In Phase Five, each Unit which wants or to Move must do so. This is to a new Sector—either to the side or forward. A Unit cannot retreat or revisit a Sector. In Phase Six, Combat, each Unit takes damage according to the Defense value of the Sector it is in. Damage reduces the number of Soldiers a Unit has and if reduced to zero means that the Allies have lost. If a Unit can get into the Bunker, it will take a lot of damage, so a Unit will need to find Items which reduce its Defense value sufficiently for the Unit to survive assaulting it and so help win the game. This does not have to be done simultaneously, one Unit can successfully assault the Bunker and its player wait for the others to arrive. Once every Unit has attacked and held the Bunker, then the game is won.


Physically,
D-Day Dice, Second Edition is very well produced. Everything is done in full colour, the card stock is good, everything is readable in the Rule Book and the Scenario Book, and the dice feel good in the hand. Perhaps the map boards are a little small and they do not quite sit as flat as they should, but really, these are minor niggles. A better explanation of how the Bunker is assaulted might have been useful for less experienced players.

The rulebook for
D-Day Dice, Second Edition also includes notes for solo play as well as adding Victory Points to the game. It ends with some advice on how to play too. The Scenario Book comes with three training missions on Tiger Beach as well as the other eleven maps. Pleasingly, each scenario comes with a dedication to the men and units who fought there along with the specific details about the map.

The twelve map boards and the four different nationalities—and then the addition of the Victory Point rules—give
D-Day Dice, Second Edition a lot of replay value. As does its short playing time. It is also easy to set up again, so if one game is lost, it is not difficult to set up another and start again. Whether playing solo with a single Unit or multiple Units—which will take longer to play, but does keep the game’s co-operative element, D-Day Dice, Second Edition is tense and challenging to play. This is especially so on the later maps as you would expect, but it is not just because the players are relying on random dice rolls to determine how they plan and what they can do.

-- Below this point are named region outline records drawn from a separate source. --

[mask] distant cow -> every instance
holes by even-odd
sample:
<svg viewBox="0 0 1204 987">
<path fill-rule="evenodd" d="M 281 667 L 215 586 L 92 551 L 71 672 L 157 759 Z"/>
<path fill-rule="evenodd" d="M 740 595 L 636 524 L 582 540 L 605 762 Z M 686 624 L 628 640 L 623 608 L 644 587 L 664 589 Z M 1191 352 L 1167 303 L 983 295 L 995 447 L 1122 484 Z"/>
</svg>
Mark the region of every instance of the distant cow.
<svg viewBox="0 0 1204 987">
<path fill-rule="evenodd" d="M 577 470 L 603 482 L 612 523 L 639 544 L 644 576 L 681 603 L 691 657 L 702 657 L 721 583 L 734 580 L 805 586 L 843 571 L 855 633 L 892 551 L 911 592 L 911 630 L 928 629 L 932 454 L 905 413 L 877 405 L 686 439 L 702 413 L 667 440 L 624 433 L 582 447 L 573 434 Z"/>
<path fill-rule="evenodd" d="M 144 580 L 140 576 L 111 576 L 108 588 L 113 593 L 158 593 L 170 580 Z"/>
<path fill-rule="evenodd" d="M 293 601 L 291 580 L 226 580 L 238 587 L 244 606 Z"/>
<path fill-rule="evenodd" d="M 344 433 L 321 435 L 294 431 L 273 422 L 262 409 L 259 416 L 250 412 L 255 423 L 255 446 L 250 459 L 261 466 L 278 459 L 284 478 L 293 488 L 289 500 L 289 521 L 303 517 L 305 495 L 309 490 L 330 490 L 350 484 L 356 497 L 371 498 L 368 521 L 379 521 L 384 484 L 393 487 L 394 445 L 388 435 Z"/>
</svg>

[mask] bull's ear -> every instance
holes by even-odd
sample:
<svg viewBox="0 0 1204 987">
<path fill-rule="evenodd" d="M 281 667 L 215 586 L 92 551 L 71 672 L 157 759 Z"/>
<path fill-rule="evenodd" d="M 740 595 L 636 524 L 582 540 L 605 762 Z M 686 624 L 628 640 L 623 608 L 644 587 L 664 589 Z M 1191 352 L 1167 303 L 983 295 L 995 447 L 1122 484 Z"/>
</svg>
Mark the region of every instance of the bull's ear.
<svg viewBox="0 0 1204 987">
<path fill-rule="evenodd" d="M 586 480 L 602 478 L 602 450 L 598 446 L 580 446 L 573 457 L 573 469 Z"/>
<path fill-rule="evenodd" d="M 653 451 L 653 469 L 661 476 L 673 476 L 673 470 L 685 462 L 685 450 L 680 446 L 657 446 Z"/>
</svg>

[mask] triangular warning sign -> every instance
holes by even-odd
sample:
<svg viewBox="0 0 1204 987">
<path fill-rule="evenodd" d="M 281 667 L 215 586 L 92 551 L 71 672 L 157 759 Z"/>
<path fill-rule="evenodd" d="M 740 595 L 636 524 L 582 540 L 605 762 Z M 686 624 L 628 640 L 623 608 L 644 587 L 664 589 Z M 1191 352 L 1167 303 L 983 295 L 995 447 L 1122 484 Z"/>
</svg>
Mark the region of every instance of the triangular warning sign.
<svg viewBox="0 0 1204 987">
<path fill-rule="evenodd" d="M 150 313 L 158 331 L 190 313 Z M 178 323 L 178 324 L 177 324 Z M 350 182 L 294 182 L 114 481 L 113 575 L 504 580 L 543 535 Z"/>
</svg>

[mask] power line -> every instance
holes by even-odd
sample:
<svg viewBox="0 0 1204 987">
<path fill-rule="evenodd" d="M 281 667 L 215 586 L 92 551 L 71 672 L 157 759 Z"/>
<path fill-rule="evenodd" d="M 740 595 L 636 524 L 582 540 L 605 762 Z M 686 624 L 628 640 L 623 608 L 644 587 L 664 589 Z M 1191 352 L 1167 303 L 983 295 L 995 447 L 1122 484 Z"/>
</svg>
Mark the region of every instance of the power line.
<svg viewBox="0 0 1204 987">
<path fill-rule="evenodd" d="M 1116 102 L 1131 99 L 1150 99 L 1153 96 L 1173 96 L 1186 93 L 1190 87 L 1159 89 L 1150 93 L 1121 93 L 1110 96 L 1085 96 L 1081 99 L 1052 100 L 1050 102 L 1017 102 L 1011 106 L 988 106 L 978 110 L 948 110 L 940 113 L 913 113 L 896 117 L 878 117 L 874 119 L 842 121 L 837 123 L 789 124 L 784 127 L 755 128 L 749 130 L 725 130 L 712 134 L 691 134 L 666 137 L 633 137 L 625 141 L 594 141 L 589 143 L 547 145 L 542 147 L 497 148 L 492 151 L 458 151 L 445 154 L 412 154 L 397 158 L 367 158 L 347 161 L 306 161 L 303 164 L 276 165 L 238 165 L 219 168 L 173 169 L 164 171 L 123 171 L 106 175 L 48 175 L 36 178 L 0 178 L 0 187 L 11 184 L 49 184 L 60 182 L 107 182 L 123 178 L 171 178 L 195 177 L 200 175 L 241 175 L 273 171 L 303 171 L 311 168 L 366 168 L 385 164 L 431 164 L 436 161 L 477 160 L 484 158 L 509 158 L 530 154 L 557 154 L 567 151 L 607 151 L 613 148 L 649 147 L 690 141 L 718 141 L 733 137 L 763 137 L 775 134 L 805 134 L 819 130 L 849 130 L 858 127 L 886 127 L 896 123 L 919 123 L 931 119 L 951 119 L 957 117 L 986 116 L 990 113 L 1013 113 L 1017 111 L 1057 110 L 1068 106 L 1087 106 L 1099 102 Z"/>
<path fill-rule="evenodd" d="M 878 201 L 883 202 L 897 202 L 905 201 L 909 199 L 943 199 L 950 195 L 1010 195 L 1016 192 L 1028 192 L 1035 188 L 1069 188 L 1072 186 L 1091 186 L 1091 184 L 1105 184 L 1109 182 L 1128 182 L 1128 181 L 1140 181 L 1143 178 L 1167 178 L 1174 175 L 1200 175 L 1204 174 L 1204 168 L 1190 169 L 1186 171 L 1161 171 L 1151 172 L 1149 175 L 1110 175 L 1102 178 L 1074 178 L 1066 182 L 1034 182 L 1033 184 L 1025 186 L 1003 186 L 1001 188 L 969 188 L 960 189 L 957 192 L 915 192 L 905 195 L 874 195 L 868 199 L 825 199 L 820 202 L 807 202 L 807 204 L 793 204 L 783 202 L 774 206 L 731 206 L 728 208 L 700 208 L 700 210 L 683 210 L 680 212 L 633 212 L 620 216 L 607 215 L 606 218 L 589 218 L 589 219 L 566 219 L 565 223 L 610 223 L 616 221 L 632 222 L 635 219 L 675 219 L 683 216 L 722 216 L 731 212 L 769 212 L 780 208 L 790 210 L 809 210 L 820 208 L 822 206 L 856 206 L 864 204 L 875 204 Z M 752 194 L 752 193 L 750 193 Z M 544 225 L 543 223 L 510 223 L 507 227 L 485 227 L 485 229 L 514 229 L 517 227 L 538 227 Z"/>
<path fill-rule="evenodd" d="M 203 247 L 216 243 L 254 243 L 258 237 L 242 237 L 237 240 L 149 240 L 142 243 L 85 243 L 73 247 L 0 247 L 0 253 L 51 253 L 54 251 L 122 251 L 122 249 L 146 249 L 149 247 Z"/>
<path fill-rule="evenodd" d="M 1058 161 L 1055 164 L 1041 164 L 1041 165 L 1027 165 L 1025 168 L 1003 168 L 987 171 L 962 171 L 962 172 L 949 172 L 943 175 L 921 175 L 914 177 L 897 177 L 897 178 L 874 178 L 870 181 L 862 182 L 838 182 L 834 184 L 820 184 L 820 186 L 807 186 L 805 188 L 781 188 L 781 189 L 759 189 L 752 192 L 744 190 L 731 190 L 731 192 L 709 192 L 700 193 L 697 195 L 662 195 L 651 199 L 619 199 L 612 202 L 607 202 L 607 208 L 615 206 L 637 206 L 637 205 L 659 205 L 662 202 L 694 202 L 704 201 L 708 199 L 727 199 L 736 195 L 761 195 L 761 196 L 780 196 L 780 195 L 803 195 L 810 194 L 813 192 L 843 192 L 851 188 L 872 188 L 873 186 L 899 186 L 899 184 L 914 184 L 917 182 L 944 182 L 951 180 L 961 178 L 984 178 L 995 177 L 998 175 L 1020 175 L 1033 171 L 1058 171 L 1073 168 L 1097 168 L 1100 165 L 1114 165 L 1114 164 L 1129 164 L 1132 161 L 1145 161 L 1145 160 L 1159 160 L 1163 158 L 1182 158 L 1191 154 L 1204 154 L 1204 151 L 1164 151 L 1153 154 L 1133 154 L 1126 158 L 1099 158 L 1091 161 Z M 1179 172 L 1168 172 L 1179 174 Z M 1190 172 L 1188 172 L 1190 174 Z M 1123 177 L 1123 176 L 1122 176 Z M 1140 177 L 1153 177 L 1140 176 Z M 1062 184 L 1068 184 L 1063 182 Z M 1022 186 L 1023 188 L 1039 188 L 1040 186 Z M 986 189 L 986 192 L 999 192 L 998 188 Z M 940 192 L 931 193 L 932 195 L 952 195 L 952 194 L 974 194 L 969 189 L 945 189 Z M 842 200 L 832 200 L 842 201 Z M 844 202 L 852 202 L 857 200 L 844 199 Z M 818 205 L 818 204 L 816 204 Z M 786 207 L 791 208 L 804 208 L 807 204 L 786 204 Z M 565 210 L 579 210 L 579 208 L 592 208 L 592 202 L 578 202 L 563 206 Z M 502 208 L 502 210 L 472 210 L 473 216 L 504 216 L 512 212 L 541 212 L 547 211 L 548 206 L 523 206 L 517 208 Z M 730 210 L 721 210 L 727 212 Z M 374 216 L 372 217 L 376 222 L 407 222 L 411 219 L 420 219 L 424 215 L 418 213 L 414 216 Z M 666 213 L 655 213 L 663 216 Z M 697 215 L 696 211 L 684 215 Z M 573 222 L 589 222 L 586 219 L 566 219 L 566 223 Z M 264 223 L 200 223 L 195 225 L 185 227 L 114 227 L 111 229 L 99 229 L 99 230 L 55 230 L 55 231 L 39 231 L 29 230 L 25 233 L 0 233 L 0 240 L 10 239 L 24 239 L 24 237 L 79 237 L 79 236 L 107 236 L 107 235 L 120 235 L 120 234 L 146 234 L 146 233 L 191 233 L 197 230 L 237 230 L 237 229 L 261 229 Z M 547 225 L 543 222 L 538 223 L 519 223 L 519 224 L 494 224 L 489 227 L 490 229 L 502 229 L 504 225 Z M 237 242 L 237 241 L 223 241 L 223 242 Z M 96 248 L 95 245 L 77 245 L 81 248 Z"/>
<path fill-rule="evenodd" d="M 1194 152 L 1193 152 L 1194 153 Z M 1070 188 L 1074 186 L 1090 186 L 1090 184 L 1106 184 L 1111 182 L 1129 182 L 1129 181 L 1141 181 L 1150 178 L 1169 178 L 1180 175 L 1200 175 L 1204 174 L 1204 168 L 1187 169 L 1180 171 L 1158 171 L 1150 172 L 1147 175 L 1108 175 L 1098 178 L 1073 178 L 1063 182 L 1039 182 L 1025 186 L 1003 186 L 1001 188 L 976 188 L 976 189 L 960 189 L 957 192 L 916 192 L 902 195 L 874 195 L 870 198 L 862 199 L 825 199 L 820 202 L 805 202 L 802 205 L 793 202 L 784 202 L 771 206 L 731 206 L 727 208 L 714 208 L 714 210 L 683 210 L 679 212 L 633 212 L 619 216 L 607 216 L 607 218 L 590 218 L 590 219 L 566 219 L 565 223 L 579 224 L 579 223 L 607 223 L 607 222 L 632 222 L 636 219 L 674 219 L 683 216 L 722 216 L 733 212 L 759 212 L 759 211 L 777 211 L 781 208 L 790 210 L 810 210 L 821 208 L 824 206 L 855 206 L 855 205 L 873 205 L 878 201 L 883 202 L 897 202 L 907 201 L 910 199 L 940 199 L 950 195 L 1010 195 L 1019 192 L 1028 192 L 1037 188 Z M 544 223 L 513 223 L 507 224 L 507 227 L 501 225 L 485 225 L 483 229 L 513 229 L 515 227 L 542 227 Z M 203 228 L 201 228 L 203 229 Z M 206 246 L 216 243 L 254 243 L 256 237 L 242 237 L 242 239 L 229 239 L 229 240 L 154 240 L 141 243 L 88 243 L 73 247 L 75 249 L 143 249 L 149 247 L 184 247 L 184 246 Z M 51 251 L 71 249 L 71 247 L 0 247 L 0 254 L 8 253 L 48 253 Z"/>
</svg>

Throughout the game, the players are forced to think ahead and plan what they need on the route they are going to take up the beach, but this changes from map to map. Get that wrong and the game will be lost. So having learned one set of conditions to advance on one map, the players have to learn to prepare for a whole new set of conditions on another map. This is in addition to the game’s co-operative element which will often force Units to congregate in order to swap the game’s various resources. This may be an issue for the more casual player, but not for the experienced board or wargame player.


The ‘RWB’ dice and mechanics are not only clever, they also add some pleasing theme and variation to the different nationalities, though sometimes you wish that there was a little more of this national flavour and theme. That said, they form the foundation upon which a narrative can be told as D-Day Dice is played, as Specialists are Rallied, Vehicles and Items found, and Awards won, and a Unit makes its assault on the Bunker.


D-Day Dice, Second Edition is a clever implementation of modern game mechanics—dice rolling, co-operative play, timed play, and against the clock—to explore an old theme in a new way.